Daviss calls the M3 screener "mostly a primary care tool," since primary care physicians manage more than half of all depression cases in the U.S., despite the fact that this country tends to put less emphasis on primary care than other industrialized nations. "But follow-up maybe is not as frequent as some in the mental health field would like," says Daviss, chair of the department of psychiatry at Baltimore Washington Medical Center in Glen Burnie, Md., and of the American Psychiatric Association's Committee on Electronic Health Records.

"Some docs set [mym3] up on an iPad in their office," Daviss reports. Physicians also use iPads to let patients fill out the self-assessment while in the waiting room, or patients can choose to take the screening test on their own smartphones or PCs.

The depressioncheck app gets more than 500 downloads a day, and sometimes as many as 1,000, according to Daviss.
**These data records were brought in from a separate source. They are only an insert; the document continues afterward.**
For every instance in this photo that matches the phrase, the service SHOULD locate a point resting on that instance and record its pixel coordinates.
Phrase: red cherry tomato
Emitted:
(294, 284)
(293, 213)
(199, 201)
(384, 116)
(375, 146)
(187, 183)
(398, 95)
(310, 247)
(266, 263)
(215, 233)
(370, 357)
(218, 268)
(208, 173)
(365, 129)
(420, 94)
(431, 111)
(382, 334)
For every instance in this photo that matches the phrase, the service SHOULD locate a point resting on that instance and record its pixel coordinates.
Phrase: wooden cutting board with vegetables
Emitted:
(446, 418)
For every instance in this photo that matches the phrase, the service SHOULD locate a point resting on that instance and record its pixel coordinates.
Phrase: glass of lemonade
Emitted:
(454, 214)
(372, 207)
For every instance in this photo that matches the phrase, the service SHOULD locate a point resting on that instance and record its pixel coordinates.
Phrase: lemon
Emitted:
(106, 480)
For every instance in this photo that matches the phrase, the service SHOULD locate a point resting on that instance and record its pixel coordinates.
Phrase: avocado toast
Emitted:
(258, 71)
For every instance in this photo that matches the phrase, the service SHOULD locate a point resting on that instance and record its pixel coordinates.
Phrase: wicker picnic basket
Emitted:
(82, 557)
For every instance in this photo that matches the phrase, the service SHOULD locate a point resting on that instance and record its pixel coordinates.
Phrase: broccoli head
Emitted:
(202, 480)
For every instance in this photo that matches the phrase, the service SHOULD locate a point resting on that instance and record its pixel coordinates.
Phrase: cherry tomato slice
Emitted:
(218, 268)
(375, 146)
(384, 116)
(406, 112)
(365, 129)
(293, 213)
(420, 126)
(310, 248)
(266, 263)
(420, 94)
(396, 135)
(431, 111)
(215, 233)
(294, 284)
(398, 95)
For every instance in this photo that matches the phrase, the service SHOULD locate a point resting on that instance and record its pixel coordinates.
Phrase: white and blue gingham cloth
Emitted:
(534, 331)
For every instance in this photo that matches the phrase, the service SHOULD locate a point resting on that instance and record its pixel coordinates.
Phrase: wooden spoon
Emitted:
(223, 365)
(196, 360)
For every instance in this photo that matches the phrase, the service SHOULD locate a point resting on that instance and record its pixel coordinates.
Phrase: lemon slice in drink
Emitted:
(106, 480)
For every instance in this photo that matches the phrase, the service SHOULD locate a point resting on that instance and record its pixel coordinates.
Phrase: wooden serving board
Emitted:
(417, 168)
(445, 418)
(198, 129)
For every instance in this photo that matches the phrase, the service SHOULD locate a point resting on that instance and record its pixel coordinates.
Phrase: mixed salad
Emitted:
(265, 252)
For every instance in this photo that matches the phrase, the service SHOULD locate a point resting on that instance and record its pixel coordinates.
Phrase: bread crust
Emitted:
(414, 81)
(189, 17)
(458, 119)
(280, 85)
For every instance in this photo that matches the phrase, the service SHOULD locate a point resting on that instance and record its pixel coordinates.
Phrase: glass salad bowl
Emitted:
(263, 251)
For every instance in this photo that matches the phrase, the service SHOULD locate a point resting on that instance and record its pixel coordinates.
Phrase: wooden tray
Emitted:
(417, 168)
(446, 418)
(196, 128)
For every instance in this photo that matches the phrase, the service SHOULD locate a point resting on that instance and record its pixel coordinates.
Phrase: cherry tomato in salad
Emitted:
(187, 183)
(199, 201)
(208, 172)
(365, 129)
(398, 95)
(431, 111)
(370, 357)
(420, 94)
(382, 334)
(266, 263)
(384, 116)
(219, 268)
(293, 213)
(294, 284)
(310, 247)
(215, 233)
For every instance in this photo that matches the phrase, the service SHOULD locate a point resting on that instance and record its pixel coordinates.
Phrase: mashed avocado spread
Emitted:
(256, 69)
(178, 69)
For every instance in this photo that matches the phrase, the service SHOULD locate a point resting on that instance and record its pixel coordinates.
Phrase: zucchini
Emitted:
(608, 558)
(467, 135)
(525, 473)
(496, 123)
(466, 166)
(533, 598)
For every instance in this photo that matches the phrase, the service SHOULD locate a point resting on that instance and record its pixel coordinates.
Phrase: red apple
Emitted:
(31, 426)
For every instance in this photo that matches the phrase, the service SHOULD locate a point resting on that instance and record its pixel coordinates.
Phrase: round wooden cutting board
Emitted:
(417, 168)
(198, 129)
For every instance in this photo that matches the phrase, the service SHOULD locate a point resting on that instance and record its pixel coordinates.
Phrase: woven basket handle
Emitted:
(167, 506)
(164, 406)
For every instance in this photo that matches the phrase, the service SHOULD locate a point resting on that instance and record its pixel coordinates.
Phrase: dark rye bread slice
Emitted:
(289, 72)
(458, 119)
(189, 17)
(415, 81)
More than 700 people have left ratings on iTunes. "The fact that it has so many ratings really says something," Daviss says.

M3 Clinician users can send reports to a database in the cloud. Much like the questionnaire is a form of clinical decision support, the database functions like an EHR component since clinicians can see a list of all their patients. Daviss said M3 is working with the Department of Veterans Affairs and EHR vendor NextGen Healthcare Information Systems to integrate with their technology. The consumer and clinician apps are compatible with Microsoft HealthVault, too, but PHRs not tethered to a specific EHR product have tiny user bases so far.

Daviss is just starting to use the technology in his own, hospital-based practice, providing mental health consulting for physicians treating patients who, for example, were admitted for chest pains. Baltimore Washington Medical Center is just starting a test in an outpatient clinic.

M-3 Information is applying for a Logical Observation Identifiers Names and Codes (LOINC) code so data could come directly from a lab, Daviss says, and major lab companies are anxious to participate in all forms of health information exchange. Quest Diagnostics has an HIE subsidiary, MedPlus, for example. And just as cholesterol test results are broken down into components with easy-to-interpret values, Daviss believes physicians will want the M3 mental health scores, which have subscores for each of the four conditions. "Primary care docs are very attuned to looking at numbers," Daviss notes.

The reimbursement money -- generally $16 to $70 per screening, depending on the payer -- doesn't hurt, either. "Insurance companies … are incentivized to get these patients screened and diagnosed and treated on an outpatient basis," says Daviss. A single hospitalization resulting from an undiagnosed mental illness can, of course, cost thousands of dollars.